Rosni Vasu | 16.11.2022

### Table of Contents
* **Crowdsourcing using Amazon Mechanical Turk (MTurk)**
    * **GUI**
        * Platform, how to log in, requirements
        * How to create and design tasks (Refer the document *ATAI Tutorial MTurk Platform.pdf*)
    * **Boto3 API**
        * How to set up
        * Creating and designing tasks (Complete Demo using API)
            * Components (HIT template, properties, Informed consent)
            * HIT designs examples (only template)
            * Qualification task (Question Answer XML) - Gold tasks
            * Publish Task, Show progress
            * Approve/reject assignments, Delete HITs
            * Retrieve the result

-----------------------------------------------------------------------------------------

### The humans inside the machine!

* Platform on which Workers (or "Turkers") can complete Human Intelligence Tasks (HITs) for monetary compensation.
* HITs are put up by Requestors (that’s us!)
* Set-up to do large-scale experiments that require human intelligence


![image info](img/mturk1.png)

#### Requester account for creating MTurk tasks


![image info](img/mturk2.png)

### Requestor Vs Developer

* Sandbox Environment (https://requestersandbox.mturk.com/ )
* Production Site (https://requester.mturk.com/ )

### Worker
* Sandbox Environment (https://workersandbox.mturk.com/ )
* Production Site (https://worker.mturk.com/ )

![image info](img/mturk3.png)

### MTurk Fee Structure


![image info](img/mturk4.png)

### Ethics and Informed Participants

* Amazon worker IDs are actually tied to their (public) Amazon account, and thus constitute identifiable information.  Anonymize data by redacting worker IDs (and other identifiable information).
* Ethical obligation to inform participants about a task to help them decide if they'd like to participate


### MTurk Platform - a mini tour!

### Steps:
1. If you do not have an AWS acocunt already, visit https://aws.amazon.com and create an account you can use for your project.
2. Register as a requestor (shown before).
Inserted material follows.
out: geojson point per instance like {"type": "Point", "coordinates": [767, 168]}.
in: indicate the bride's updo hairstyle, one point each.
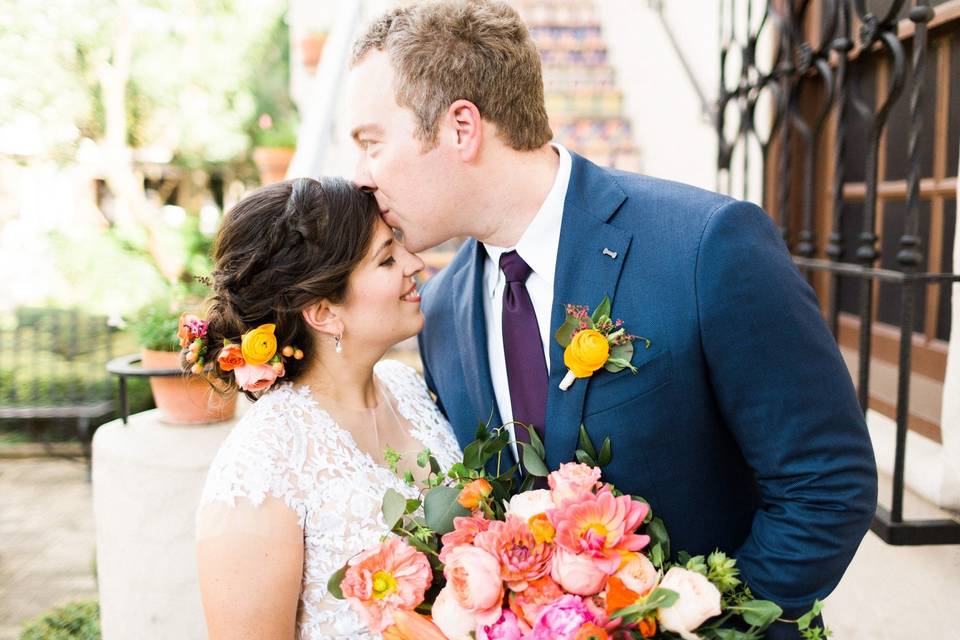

Visit https://requester.mturk.com and create a new account.
3. When logged into both the root of your AWS account and your MTurk account, visit https://requester.mturk.com/developer to link them together.

**Go to:** https://requestersandbox.mturk.com/

**Demo:** Create and Publish using MTurk GUI

------------------------------------------------------------------------------------------------------------------

### Boto3 API

Language: Python

Documentation: https://boto3.amazonaws.com/v1/documentation/api/latest/reference/services/mturk.html


![image info](img/mturk5.png)

----------------------------------------------------------------------------------------------------------------

## **Let's get started**

**Table of Contents**

- Required libraries/ Configuring Your Profile/ Load the libraries/ Client configuration
- HIT design
- Informed Consent
- Create an HTML template
- Calculating Cost and Budgeting
- Qualification Task (Gold Tasks)
- More Qualitfication Requirement
- Create your task
- HIT Progress
- Get the results
- Approve or Reject Assignments
- Delete the HITs
- Block and Unblock Workers

### Required libraries

Based on [MTurk account set up](https://blog.mturk.com/tutorial-mturk-using-python-in-jupyter-notebook-17ba0745a97f) 

In [21]:
!pip install awscli
!pip install boto3
!pip install xmltodict



### Configuring Your Profile

#### Steps:
To call MTurk you will need to configure your computer with a profile that has the right credentials.
1. Create a new AWS IAM User. 
2. Then select the Security Credentials tab and create a new Access Key, copy the Access Key and Secret Access Key for future use.
3. Run the below command to configure an mturk profile on your computer that you will use when calling the API. You need to run it in the terminal, it won't work in a Jupyter Notebook.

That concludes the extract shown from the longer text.